In 1984, Portman figured it would be a whole lot easier to lease office space on a street with “Peachtree” in the name rather than on a street called Ivy. Thus was Peachtree Center Avenue born.

Fittingly, the street was known as College Hill before they named it for the nearly forgotten Ivy, according to the late Celestine Sibley, this newspaper’s columnist from another era.

In her story about such changes, Celestine found a like-minded citizen who decried the city’s amnesia: “I love this city,” he said, sighing, “but she is one fickle old broad. She forgets — how she forgets! She turns on the men who built her, replaces her old heroes with new ones and changes the names of her streets like I change my socks.”

The fleeting nature of Atlanta’s street names caused The Atlanta Preservation Center in 2011 to place downtown’s street grid on its list of Most Endangered Historic Places.

The Preservation Center’s move came when Atlanta’s elite rallied to change the name of Harris Street to John Portman Boulevard. (We do like to throw around the term “boulevard.”)

To help move the renaming effort along, some anonymous historian distributed a handout that called John L. Harris, a former state legislator and Confederate officer, a racist and cold-blooded killer, a man whose troops murdered wounded black Union troops.

Andrew Young, the former mayor and civil rights hero, approached the City Council during the 2011 effort and helped win the day for the name change by comparing Harris to a Holocaust perpetrator.

Before speaking, Young, who has his own downtown street, admitted he “didn’t look this up” for accuracy, but went on anyways. “Perhaps one of the most ruthless killers and advocates of racism, secession from the Union and the brutal destruction of people of African descent was the man some people are defending — Mr. John L. Harris,” he told the Council. “Once you know that, I don’t know how you can’t get rid of that.”

The Council agreed and jettisoned the racist Harris for the visionary Portman. Problem was, Young’s take on history was not true. A real historian came in later to say Harris had nothing to do with the massacres.

Oh, well.

But don’t criticize Andy Young or other Atlanta leaders for trifling with history. They are simply doing as Atlantans have done forever. In researching the city’s penchant for renaming streets, I came across a 1903 Atlanta Constitution story with the headline, “Startling State of Affairs,” a story about someone who wanted to change a street name. Startling, indeed!

At the time, some residents wanted to change a section of Smith Street (named for “honored pioneer citizen, Mr. Windsor Smith”) to Whitehall Place because “a portion of its way is settled by Negroes,” the story stated.

However, some lawyers and real estate men rose up to fight “the frequent and often capricious changing of the names of streets.”

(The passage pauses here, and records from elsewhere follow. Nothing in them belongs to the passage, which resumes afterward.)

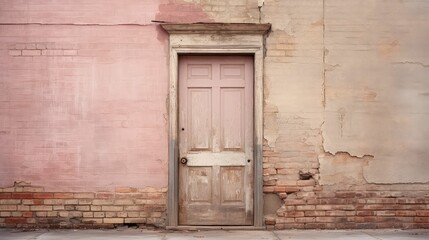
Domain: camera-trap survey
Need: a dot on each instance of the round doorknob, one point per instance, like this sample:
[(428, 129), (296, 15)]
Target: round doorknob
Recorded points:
[(183, 160)]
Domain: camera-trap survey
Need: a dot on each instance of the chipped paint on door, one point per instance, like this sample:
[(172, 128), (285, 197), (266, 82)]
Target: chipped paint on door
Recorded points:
[(216, 140)]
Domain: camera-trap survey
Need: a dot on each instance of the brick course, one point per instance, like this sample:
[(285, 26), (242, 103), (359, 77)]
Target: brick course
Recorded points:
[(21, 209)]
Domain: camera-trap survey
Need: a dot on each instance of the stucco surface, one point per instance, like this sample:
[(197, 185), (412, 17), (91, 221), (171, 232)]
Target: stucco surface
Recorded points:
[(84, 89), (87, 109), (377, 88)]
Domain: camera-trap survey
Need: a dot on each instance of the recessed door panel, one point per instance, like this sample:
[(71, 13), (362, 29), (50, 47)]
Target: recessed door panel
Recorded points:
[(216, 140)]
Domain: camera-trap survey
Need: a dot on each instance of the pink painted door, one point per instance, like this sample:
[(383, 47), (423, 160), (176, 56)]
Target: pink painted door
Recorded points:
[(216, 140)]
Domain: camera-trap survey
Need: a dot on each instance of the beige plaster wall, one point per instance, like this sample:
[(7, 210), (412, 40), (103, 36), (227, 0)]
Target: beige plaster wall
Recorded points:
[(376, 87)]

A former pol and real estate fellow named Forrest Adair (for whom an in-town neighborhood is still named) told the City Council that 225 street names had already been changed in Atlanta, an amazing fact because its hard to believe that in 1903 Atlanta even had 225 streets.

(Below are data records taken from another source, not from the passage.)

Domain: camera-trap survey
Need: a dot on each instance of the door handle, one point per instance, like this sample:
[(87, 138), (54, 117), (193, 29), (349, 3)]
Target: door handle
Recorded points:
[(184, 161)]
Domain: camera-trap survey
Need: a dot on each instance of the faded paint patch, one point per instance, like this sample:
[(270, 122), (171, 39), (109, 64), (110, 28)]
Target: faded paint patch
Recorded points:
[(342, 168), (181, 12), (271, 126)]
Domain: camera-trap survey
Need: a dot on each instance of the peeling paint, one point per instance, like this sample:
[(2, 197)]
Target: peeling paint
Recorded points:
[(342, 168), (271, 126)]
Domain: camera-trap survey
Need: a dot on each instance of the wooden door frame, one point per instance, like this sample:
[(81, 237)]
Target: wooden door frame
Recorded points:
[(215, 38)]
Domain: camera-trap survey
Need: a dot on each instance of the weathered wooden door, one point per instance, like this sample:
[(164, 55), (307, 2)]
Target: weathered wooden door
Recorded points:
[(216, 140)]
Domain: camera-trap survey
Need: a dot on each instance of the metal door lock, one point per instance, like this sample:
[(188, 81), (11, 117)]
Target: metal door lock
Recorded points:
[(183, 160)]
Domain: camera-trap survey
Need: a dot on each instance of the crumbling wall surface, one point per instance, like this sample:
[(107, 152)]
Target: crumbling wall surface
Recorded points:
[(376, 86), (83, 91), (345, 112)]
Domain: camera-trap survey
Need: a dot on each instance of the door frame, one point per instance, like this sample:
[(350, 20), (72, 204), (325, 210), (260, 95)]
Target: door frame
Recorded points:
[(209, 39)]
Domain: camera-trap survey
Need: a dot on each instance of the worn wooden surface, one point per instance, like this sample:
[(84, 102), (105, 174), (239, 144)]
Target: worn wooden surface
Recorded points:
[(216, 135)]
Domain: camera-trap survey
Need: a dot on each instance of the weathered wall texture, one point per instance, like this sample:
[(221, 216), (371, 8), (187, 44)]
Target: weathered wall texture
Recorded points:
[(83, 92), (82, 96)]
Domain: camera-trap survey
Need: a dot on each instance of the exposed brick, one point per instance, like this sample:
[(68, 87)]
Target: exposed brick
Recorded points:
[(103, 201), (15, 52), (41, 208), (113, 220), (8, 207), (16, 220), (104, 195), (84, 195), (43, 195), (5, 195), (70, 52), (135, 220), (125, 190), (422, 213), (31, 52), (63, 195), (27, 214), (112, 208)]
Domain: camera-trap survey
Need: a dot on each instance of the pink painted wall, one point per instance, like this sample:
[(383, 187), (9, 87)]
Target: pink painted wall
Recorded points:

Interestingly, a list of names published at the time shows that street signs must have been written in chalk. Harris Street, of recent infamy, was previously named Howard Street and Spring Street was once Pear Street — two long-forgotten roads.

Which all leads to the inevitable time when some pedestrian looks up at a street sign at the intersection of Ted Turner Drive and John Portman Boulevard and says, “Who are those guys?”